Normalization of Data on Ingest: Data will be normalized on ingest, which will involve the conversion of data in proprietary statistical formats to human-readable text+XML formats, and will also involve the conversion (or creation of preservation copies) of documentation in proprietary formats to preservation formats, such as XML, plain text, and PDF/A. Descriptive statistics are calculated to ensure that the data has been successfully normalized. When a data object in a proprietary format such as SAS or SPSS is ingested into the system, it is converted to a set of plain-text files and XML files that completely capture all of the data and metadata embedded in the original file.
Redundant Data Storage: As much of the content as possible will be located on a VDC system at Harvard that will mirror data at each individual partner’s sites.
[NCSU] Migration Strategies: The emergence of a widely accepted and understood Geography Markup Language (GML) application schema ( might trigger the migration of additional vector content at a future point. There is some interest in developing mechanisms, based on data inventories, to track format market strength in order to assess decline in support of particular formats, informing migration triggers.
Normalization of Data on Ingest: Existing FGDC metadata will need to be normalized. Malformed content will need to be restructured using openly available FGDC tools know as ‘cns’ (Chew and Spit) and ‘mp’ (Metadata Parser). Metadata will be imported using the National Park Service Metadata Toolkit on top of ESRI’s ArcCatalog for synchronization of elements and subsequent export as ESRI Profile FGDC XML records.
Managing Time-Versioned Content: In one possible approach, serial item representations of data items would be assigned Handles which serve as serial item identifiers. A separate database table would be used to manage serial representations, including storage of volatile layer-related information which would be inappropriate for inclusion in metadata stored with repository objects. The serial representation would be actively managed over time, and would provide the basis for Handle-based call-backs from the time-versioned items--after they have separated from the archive--for “get current metadata,” “get current object,” and “get current DRM” requests. The role of the Handle would be to redirect to the current location of the serial object manager, which would resolve to current context of the individual serial object. This approach is still speculative.
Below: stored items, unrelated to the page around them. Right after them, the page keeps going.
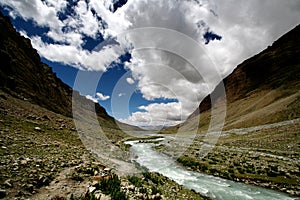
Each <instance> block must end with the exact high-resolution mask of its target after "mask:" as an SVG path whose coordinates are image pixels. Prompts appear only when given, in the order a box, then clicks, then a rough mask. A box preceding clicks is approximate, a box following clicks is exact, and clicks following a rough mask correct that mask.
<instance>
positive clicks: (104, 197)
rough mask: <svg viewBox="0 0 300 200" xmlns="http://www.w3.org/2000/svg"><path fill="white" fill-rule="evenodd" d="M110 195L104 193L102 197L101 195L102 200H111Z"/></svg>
mask: <svg viewBox="0 0 300 200" xmlns="http://www.w3.org/2000/svg"><path fill="white" fill-rule="evenodd" d="M110 199H111V198H110V196H107V195H104V194H102V195H101V197H100V200H110Z"/></svg>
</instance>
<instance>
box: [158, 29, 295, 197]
mask: <svg viewBox="0 0 300 200" xmlns="http://www.w3.org/2000/svg"><path fill="white" fill-rule="evenodd" d="M299 35H300V26H297V27H295V28H294V29H293V30H291V31H290V32H288V33H287V34H285V35H284V36H282V37H281V38H280V39H278V40H277V41H276V42H274V43H273V45H272V46H269V47H268V48H267V49H266V50H264V51H263V52H261V53H259V54H258V55H256V56H254V57H252V58H250V59H248V60H246V61H244V62H243V63H242V64H240V65H239V66H238V67H237V68H236V69H235V70H234V71H233V72H232V73H231V74H230V75H229V76H228V77H227V78H225V79H224V81H223V83H224V88H225V92H226V96H223V95H222V92H220V91H221V90H220V88H222V87H221V86H222V85H221V84H219V85H218V86H217V87H216V89H215V90H214V92H213V95H212V96H214V98H213V99H214V101H213V102H212V101H211V96H208V97H206V98H205V99H204V100H203V101H202V102H201V104H200V106H199V108H198V109H197V110H196V111H195V112H194V113H193V114H192V115H191V116H190V117H189V118H188V119H187V120H186V122H185V123H183V124H180V125H178V126H175V127H170V128H168V129H166V130H163V131H161V132H162V133H169V134H176V133H177V132H178V131H180V133H181V134H182V133H183V134H182V135H184V133H187V134H188V135H190V133H191V131H193V130H195V129H197V131H198V134H197V135H196V136H195V138H193V141H192V142H191V144H190V145H188V146H187V144H186V143H184V142H182V140H181V139H178V140H176V138H175V137H174V138H175V139H174V141H170V142H169V143H168V144H167V145H165V146H161V147H160V150H161V152H163V153H166V154H167V155H172V156H174V157H176V158H178V159H177V161H178V162H180V163H181V164H182V165H184V166H186V167H190V168H191V169H192V170H195V171H199V172H202V173H206V174H211V175H215V176H220V177H223V178H226V179H230V180H234V181H240V182H244V183H247V184H253V185H258V186H261V187H266V188H270V189H275V190H279V191H282V192H286V193H288V194H290V195H291V196H297V197H299V196H300V187H299V185H300V173H299V169H300V160H299V158H300V119H299V118H300V90H299V89H300V79H299V78H300V38H299ZM223 94H224V93H223ZM224 99H226V101H227V102H226V110H224V109H222V107H221V106H220V104H221V103H222V101H223V100H224ZM212 105H213V107H214V108H215V110H214V112H215V113H214V116H212V113H213V112H212V109H211V106H212ZM221 112H222V113H224V112H226V113H225V114H226V116H225V124H224V127H222V130H223V131H222V134H220V135H218V134H214V133H212V134H207V133H208V128H209V125H210V122H211V119H214V121H215V124H214V125H217V126H218V122H222V120H223V119H222V114H221ZM199 119H200V121H199ZM221 125H222V124H221ZM177 135H180V134H177ZM179 138H180V137H179ZM207 144H208V145H207ZM206 146H210V147H211V149H209V152H208V153H207V155H205V156H202V155H201V149H202V148H203V147H206ZM181 149H184V151H182V150H181Z"/></svg>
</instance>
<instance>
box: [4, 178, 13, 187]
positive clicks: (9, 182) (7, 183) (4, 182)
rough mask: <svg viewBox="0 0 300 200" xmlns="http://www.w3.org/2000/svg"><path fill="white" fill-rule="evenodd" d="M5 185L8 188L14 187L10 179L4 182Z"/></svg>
mask: <svg viewBox="0 0 300 200" xmlns="http://www.w3.org/2000/svg"><path fill="white" fill-rule="evenodd" d="M4 185H5V186H7V187H12V184H11V183H10V179H8V180H6V181H5V182H4Z"/></svg>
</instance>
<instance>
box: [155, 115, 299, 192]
mask: <svg viewBox="0 0 300 200" xmlns="http://www.w3.org/2000/svg"><path fill="white" fill-rule="evenodd" d="M299 130H300V121H299V120H293V121H291V123H278V124H277V125H276V124H273V125H270V126H261V127H260V128H259V127H256V128H249V129H242V130H239V129H236V130H231V131H226V134H225V135H224V136H222V137H220V138H219V141H218V143H217V144H216V146H215V147H214V148H213V149H212V151H211V152H209V153H208V154H207V155H206V156H205V157H204V158H201V157H199V156H200V155H199V152H200V147H201V146H202V145H203V135H201V134H200V135H199V136H198V137H196V138H195V139H194V141H193V143H192V144H191V145H190V147H189V148H188V149H186V148H185V150H186V151H185V152H184V151H181V153H182V152H184V153H182V154H181V155H174V152H176V150H175V149H177V150H178V149H181V148H182V147H181V145H182V144H183V142H182V141H177V142H176V141H170V142H169V143H167V144H165V145H162V146H159V147H158V149H159V150H160V151H161V152H164V153H166V154H168V155H171V156H174V157H175V158H177V161H178V162H180V163H181V164H183V165H184V166H186V167H188V168H189V169H192V170H195V171H198V172H203V173H206V174H211V175H215V176H219V177H223V178H226V179H230V180H235V181H239V182H244V183H248V184H252V185H257V186H261V187H265V188H270V189H274V190H278V191H281V192H285V193H288V194H290V195H291V196H300V186H299V185H300V173H299V172H300V160H299V158H300V134H299V133H300V132H299Z"/></svg>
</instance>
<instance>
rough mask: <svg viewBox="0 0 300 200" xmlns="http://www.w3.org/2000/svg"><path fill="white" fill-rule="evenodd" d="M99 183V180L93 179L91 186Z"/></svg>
mask: <svg viewBox="0 0 300 200" xmlns="http://www.w3.org/2000/svg"><path fill="white" fill-rule="evenodd" d="M98 184H99V182H98V181H93V182H92V184H91V186H93V187H95V186H97V185H98Z"/></svg>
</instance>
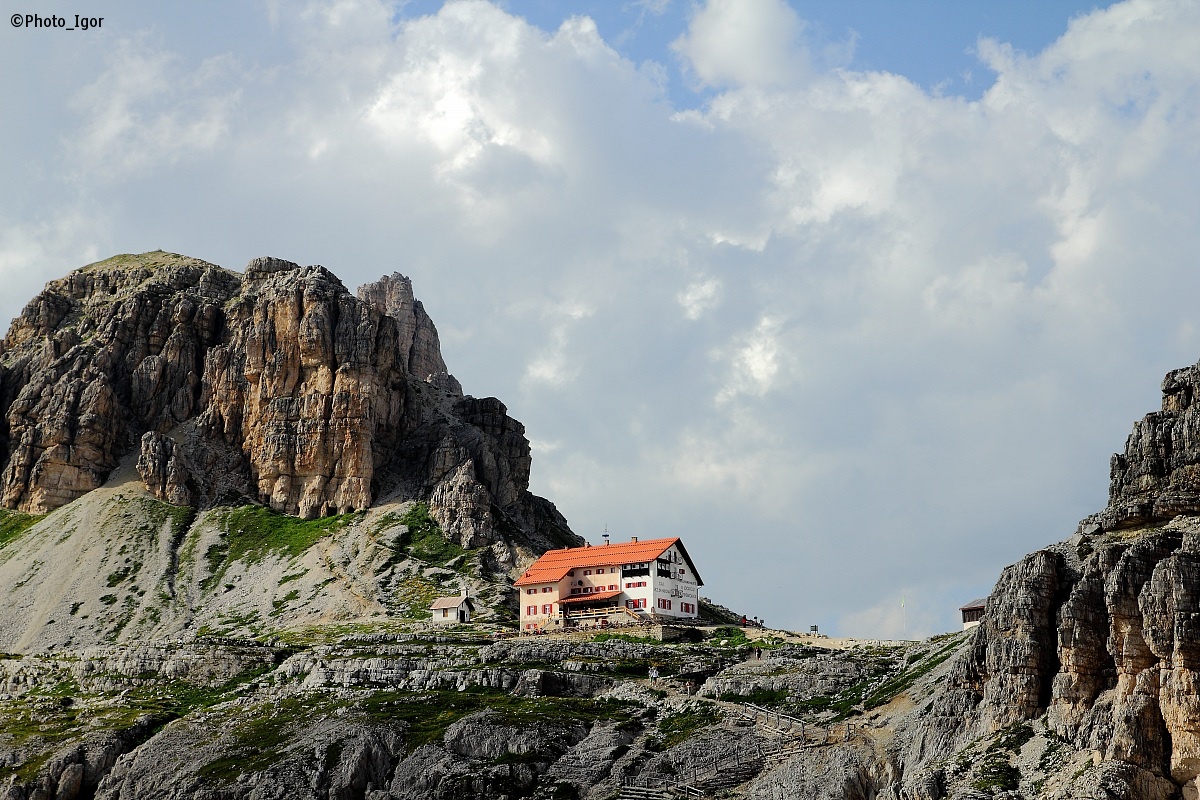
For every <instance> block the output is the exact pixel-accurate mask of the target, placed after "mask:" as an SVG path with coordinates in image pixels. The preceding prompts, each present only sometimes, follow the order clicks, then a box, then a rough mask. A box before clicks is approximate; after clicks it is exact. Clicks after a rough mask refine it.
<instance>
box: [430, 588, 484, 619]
mask: <svg viewBox="0 0 1200 800" xmlns="http://www.w3.org/2000/svg"><path fill="white" fill-rule="evenodd" d="M474 610H475V601H473V600H472V599H470V597H469V596H468V595H467V590H466V589H463V591H462V595H460V596H457V597H438V599H437V600H434V601H433V604H432V606H430V613H431V614H432V615H433V618H432V619H433V624H434V625H455V624H457V622H469V621H470V615H472V613H473V612H474Z"/></svg>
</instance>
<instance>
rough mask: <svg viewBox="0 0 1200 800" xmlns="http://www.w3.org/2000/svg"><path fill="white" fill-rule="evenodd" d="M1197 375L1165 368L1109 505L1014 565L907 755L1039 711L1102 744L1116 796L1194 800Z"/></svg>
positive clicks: (911, 760) (911, 739)
mask: <svg viewBox="0 0 1200 800" xmlns="http://www.w3.org/2000/svg"><path fill="white" fill-rule="evenodd" d="M1198 379H1200V367H1189V368H1187V369H1180V371H1176V372H1172V373H1170V374H1168V375H1166V379H1165V380H1164V381H1163V409H1162V411H1157V413H1154V414H1150V415H1147V416H1146V417H1145V419H1144V420H1141V421H1140V422H1138V423H1136V425H1135V426H1134V431H1133V433H1132V434H1130V437H1129V440H1128V441H1127V445H1126V451H1124V453H1123V455H1117V456H1114V458H1112V482H1111V489H1110V501H1109V506H1108V507H1106V509H1105V510H1104V511H1103V512H1102V513H1099V515H1096V516H1093V517H1088V518H1087V519H1085V521H1084V522H1082V523H1080V527H1079V530H1078V531H1076V534H1075V536H1074V537H1072V539H1070V540H1068V541H1067V542H1063V543H1061V545H1056V546H1052V547H1050V548H1046V549H1045V551H1039V552H1037V553H1033V554H1031V555H1028V557H1026V558H1025V559H1022V560H1021V561H1020V563H1018V564H1015V565H1013V566H1012V567H1009V569H1007V570H1006V571H1004V573H1003V575H1002V576H1001V579H1000V582H998V583H997V584H996V588H995V590H994V591H992V594H991V596H990V597H989V600H988V606H986V610H985V614H984V619H983V622H982V625H980V626H979V627H978V628H977V630H976V633H974V636H973V639H972V643H971V646H970V648H968V649H967V651H966V652H965V654H964V656H962V657H961V658H959V661H958V662H956V663H955V664H954V668H953V670H952V673H950V675H949V678H948V680H947V685H946V690H944V691H943V692H941V694H940V696H938V697H937V698H936V699H935V702H934V703H932V705H931V708H930V714H929V716H928V717H926V718H925V720H924V721H923V722H922V723H920V724H916V726H913V727H912V728H911V734H912V735H911V738H910V739H908V740H907V742H906V748H907V756H906V758H907V759H908V760H910V763H912V764H916V763H918V762H925V763H929V762H931V760H934V759H936V758H938V757H940V758H947V757H949V756H950V754H952V753H954V752H955V751H958V750H960V748H962V747H964V746H965V745H966V744H967V742H970V741H972V740H973V739H977V738H979V736H984V735H992V734H995V733H996V732H1000V730H1003V729H1006V728H1012V727H1013V726H1019V724H1024V723H1028V722H1031V721H1034V722H1039V723H1042V724H1044V726H1045V727H1046V729H1048V730H1049V732H1050V733H1052V734H1054V735H1055V736H1056V738H1057V739H1058V740H1061V741H1066V742H1069V744H1070V745H1072V747H1074V748H1076V750H1078V751H1080V752H1091V753H1094V758H1096V759H1098V763H1103V764H1104V765H1105V769H1104V770H1103V775H1104V781H1105V782H1106V783H1105V786H1108V787H1109V788H1106V789H1104V790H1105V792H1109V795H1111V796H1129V798H1142V796H1145V798H1151V796H1156V798H1157V796H1171V795H1172V794H1175V793H1177V792H1182V794H1183V796H1186V798H1193V796H1200V780H1198V778H1200V700H1198V693H1200V622H1198V620H1200V516H1198V511H1200V477H1198V476H1200V445H1198V443H1200V437H1198V433H1200V427H1198V426H1200V409H1196V407H1195V405H1194V399H1195V395H1196V392H1195V390H1196V385H1198V383H1196V381H1198ZM1164 522H1165V524H1164ZM918 771H919V770H918ZM1093 777H1094V776H1093ZM1081 787H1082V784H1080V786H1078V787H1076V788H1075V789H1074V790H1075V792H1082V790H1084V788H1081ZM1114 787H1117V788H1114ZM1122 787H1123V788H1122ZM1096 790H1097V792H1099V790H1100V789H1099V788H1097V789H1096ZM1074 796H1093V795H1088V794H1076V795H1074ZM1094 796H1102V795H1094Z"/></svg>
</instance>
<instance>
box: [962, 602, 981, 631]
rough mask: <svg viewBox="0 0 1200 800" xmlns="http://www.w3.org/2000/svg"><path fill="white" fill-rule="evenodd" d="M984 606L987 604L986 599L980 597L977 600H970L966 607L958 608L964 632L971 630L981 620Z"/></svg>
mask: <svg viewBox="0 0 1200 800" xmlns="http://www.w3.org/2000/svg"><path fill="white" fill-rule="evenodd" d="M986 604H988V599H986V597H980V599H979V600H972V601H971V602H968V603H967V604H966V606H962V607H961V608H959V612H960V613H961V614H962V630H964V631H966V630H968V628H972V627H974V626H976V625H978V624H979V620H982V619H983V609H984V606H986Z"/></svg>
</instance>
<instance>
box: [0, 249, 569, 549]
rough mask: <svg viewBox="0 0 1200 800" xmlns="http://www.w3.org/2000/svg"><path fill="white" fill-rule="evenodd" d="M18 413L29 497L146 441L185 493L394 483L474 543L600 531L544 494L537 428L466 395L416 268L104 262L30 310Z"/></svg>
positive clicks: (173, 481)
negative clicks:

[UCSB] Migration Strategies: Along with each archival data object we intend to archive sufficient format, semantic, and contextual information that enables access mechanisms for the object to be re-created at any point in the future, and that allows the object to be used for the scientific purposes for which it was intended when originally created. This approach is effectively a foundation for other preservation approaches (periodic migration, etc.).